Сшитое сердце

22
18
20
22
24
26
28
30

Он принес парное молоко от своих коз и очень черствый хлеб, который они размачивали в своих чашках.

Дети смеялись в тени вьющихся цветов, радуясь, что наконец куда-то пришли. Одна только Мартирио держалась в стороне. Она не прикоснулась ни к хлебу, ни к молоку и смотрела на хозяина дерзко.

– Моя мельница – самая старая в этих краях, те, что живут внизу, построили ее на этом холме из-за ветра. Здесь он дует сильнее, чем везде, и мука у меня самая лучшая. Я вам ее дам. Вот увидите, такой нигде не найти. Сколько детишек! Такая радость! А эта дикарка не разговаривает, как и старшенькая? – прибавил он, показав на Мартирио. – Она тоже немая?

– Нет. У нее это пройдет! – ответила моя мать, приободрившись от упоминания о муке.

Старый мельник с удовольствием рассказывал о себе, вспоминал, сколько народу у него бывало в свое время, потом, не переставая говорить, разложил тюфяки для детей в примыкавшем к мельнице домике – и при этом не задал моей матери ни одного вопроса ни о ее странном наряде, ни о ее путешествии, за что она была бесконечно ему признательна.

Под вечер, когда Педро носился по саду, набивая карманы крупными кусками мела, которые торчали там и тут, будто сорняки, мельник, извинившись, удалился.
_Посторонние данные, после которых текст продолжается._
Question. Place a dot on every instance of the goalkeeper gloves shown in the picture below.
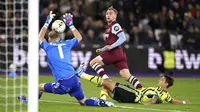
(68, 19)
(49, 19)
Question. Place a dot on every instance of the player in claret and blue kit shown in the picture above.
(59, 60)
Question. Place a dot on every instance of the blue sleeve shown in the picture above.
(120, 40)
(74, 42)
(44, 44)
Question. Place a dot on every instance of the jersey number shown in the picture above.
(60, 51)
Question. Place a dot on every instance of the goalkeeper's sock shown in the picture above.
(134, 81)
(23, 99)
(103, 94)
(91, 102)
(94, 79)
(98, 102)
(39, 95)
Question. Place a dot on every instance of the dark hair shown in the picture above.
(169, 80)
(112, 8)
(53, 35)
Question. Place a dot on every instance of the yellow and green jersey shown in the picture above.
(146, 94)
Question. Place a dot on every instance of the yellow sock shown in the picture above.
(103, 94)
(94, 79)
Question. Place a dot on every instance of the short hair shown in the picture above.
(169, 80)
(53, 35)
(112, 8)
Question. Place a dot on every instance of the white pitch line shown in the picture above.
(124, 107)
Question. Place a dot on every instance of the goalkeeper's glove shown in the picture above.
(68, 19)
(49, 19)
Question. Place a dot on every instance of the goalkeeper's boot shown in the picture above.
(23, 99)
(80, 69)
(104, 103)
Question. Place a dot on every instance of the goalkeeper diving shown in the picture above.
(126, 94)
(59, 60)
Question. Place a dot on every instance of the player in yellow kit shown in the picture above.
(125, 94)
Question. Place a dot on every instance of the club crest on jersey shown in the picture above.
(116, 28)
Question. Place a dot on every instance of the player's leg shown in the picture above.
(124, 72)
(130, 78)
(78, 93)
(108, 84)
(97, 64)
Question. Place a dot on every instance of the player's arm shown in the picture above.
(179, 101)
(46, 25)
(68, 19)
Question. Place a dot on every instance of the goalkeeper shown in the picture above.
(59, 60)
(125, 94)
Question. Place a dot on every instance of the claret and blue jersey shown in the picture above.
(59, 58)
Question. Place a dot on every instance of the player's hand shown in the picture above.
(68, 19)
(49, 18)
(108, 47)
(99, 51)
(187, 102)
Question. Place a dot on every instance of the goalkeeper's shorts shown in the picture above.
(70, 86)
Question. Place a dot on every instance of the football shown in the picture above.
(58, 26)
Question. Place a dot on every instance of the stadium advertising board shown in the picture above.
(139, 60)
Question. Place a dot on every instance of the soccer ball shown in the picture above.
(58, 26)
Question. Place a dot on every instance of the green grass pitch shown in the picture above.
(184, 89)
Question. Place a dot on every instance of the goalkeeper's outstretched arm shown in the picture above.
(68, 19)
(46, 25)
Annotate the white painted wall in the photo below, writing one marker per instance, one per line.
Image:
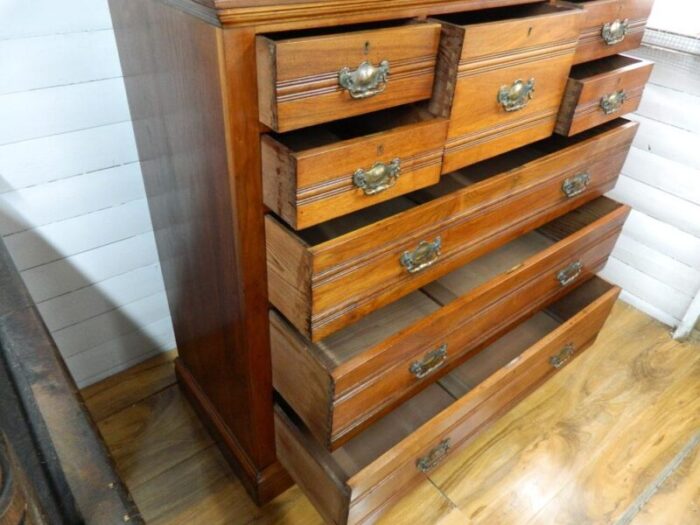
(74, 216)
(72, 204)
(657, 260)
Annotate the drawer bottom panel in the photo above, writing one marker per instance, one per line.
(359, 481)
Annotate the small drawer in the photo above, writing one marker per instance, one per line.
(326, 171)
(501, 77)
(306, 80)
(331, 275)
(610, 26)
(341, 384)
(357, 482)
(601, 91)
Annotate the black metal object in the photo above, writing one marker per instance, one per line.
(54, 440)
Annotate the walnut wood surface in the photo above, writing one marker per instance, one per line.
(306, 186)
(298, 77)
(338, 397)
(530, 42)
(207, 211)
(588, 83)
(372, 480)
(599, 12)
(351, 274)
(277, 15)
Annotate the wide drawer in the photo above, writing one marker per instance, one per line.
(326, 171)
(329, 276)
(600, 91)
(360, 480)
(341, 384)
(501, 78)
(307, 80)
(610, 27)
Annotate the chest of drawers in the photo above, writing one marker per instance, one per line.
(379, 223)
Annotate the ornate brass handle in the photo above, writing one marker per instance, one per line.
(366, 81)
(434, 457)
(569, 274)
(615, 32)
(563, 357)
(517, 95)
(613, 102)
(430, 362)
(425, 254)
(378, 178)
(576, 185)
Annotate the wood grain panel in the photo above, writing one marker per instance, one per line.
(309, 185)
(588, 83)
(357, 270)
(207, 212)
(299, 76)
(532, 42)
(599, 12)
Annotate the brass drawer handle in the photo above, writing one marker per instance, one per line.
(430, 363)
(517, 95)
(378, 178)
(366, 81)
(612, 102)
(569, 274)
(563, 357)
(426, 254)
(615, 32)
(434, 457)
(576, 185)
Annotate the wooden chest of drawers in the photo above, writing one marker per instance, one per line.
(379, 222)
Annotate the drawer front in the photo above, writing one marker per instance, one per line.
(350, 289)
(598, 98)
(611, 27)
(481, 128)
(366, 387)
(470, 415)
(324, 288)
(306, 81)
(509, 81)
(337, 404)
(312, 186)
(364, 495)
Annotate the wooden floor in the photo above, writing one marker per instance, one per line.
(612, 439)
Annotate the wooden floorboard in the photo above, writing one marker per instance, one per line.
(582, 449)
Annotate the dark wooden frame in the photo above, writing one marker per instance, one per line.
(59, 467)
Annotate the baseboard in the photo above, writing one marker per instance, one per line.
(262, 484)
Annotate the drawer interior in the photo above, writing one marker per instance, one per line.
(391, 429)
(498, 14)
(324, 135)
(371, 330)
(333, 229)
(602, 66)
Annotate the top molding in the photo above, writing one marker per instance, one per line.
(282, 15)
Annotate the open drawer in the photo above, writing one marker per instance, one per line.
(329, 276)
(326, 171)
(600, 91)
(501, 77)
(341, 384)
(357, 482)
(610, 26)
(314, 76)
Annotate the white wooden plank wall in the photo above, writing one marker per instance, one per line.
(657, 260)
(74, 216)
(72, 204)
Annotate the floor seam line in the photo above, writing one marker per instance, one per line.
(652, 488)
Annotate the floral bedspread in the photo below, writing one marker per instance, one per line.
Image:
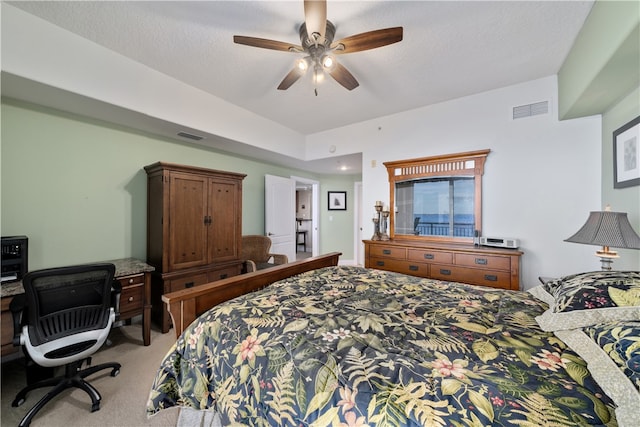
(348, 346)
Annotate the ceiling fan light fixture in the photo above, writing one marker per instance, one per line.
(328, 62)
(302, 65)
(318, 75)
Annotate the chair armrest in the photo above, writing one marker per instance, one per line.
(251, 266)
(18, 309)
(116, 290)
(279, 259)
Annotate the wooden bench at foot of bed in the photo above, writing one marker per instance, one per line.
(186, 305)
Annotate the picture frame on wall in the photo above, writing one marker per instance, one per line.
(337, 200)
(626, 155)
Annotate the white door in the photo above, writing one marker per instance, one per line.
(358, 225)
(280, 214)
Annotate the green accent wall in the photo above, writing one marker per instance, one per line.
(603, 65)
(601, 75)
(77, 188)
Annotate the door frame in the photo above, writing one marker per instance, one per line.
(315, 211)
(358, 226)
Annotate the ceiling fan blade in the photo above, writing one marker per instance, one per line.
(368, 40)
(315, 17)
(267, 44)
(290, 79)
(343, 76)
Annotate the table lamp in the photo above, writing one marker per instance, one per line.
(607, 229)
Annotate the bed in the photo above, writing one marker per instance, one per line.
(349, 346)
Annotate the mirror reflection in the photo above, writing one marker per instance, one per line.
(440, 206)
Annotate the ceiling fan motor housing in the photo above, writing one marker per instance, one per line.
(313, 44)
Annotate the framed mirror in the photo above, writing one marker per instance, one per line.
(437, 198)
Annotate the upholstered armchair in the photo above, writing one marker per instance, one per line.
(255, 253)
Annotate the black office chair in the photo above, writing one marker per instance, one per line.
(64, 317)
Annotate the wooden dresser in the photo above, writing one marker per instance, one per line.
(466, 263)
(194, 229)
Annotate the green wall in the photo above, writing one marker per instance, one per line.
(77, 188)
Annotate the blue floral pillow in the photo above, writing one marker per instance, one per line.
(586, 299)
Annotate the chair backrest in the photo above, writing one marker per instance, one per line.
(66, 301)
(256, 248)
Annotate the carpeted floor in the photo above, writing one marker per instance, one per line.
(124, 397)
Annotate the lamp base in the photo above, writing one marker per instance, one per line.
(606, 258)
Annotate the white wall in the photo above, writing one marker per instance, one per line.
(541, 179)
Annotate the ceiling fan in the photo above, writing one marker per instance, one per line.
(316, 38)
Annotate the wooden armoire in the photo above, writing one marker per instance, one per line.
(194, 229)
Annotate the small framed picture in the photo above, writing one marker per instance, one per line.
(337, 200)
(626, 155)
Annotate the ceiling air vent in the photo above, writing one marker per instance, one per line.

– Ветер поднимается, несколько дней было затишье. Это мой единственный противник и единственный товарищ, я боюсь безветренных дней. И стоит ему задуть, я всегда откликаюсь на его зов. Так что я вас оставлю, у меня много работы. Выспитесь хорошенько, вам предстоит долгий путь до этих людей. В последнее время они меня забросили.

Все улеглись и тотчас уснули под защитой мельничных крыльев. Улыбка одинокого старика, его убогая мебель, словно присыпанная мукой, и молоко его коз внушали доверие.

Но среди ночи Мартирио проскользнула на мельницу, чтобы посмотреть на бледного человека за работой. Вместо зерна он собирался бросить под жернов большие куски мела.

– Больше не боишься меня? – не оборачиваясь, спросил он.

– Еще немного побаиваюсь. К вашему лицу не сразу привыкаешь.

– Я, значит, стал таким безобразным?

– Ты мелешь камни? – не ответив, спросила она.

– Хрупкий белый камень не портит моего жернова, весь западный склон этого холма легко рассыпается, оттуда я свои камни и беру.

– А мир? – снова спросила девочка.

– До вашего прихода я боялся, что его уже не существует. Я уже так давно один. Ночь светла, видишь хребет справа, как раз напротив моего холма? Так вот, прямо за ним лежала людная, обильная зерном равнина. Там когда-то начинался мир. Если взять левее, по дороге для мулов, не придется подниматься на вершины. Это не так уж далеко. Но никто больше не приходит снизу, а у меня нет сил выйти из моего сада, чтобы посмотреть, что случилось. Даже не знаю, там ли они еще. Если встретишь их – у тебя-то ноги быстрые, – скажи им, что я их жду, что старая мельница еще стоит и изголодалась по зерну! Расскажи им про здешний ветер.

Мартирио, ничего не обещая, задала еще один вопрос:

– Давно ли люди тебя позабыли?

– Ничто больше в этом мире не движется, кроме ветра, а в иные дни, когда и сам ветер умолкает, я плачу, – вздохнул странный, словно выбеленный мелом мельник, наполняя три мешка пылью.

– Это мешки, которые ты пообещал моей матери?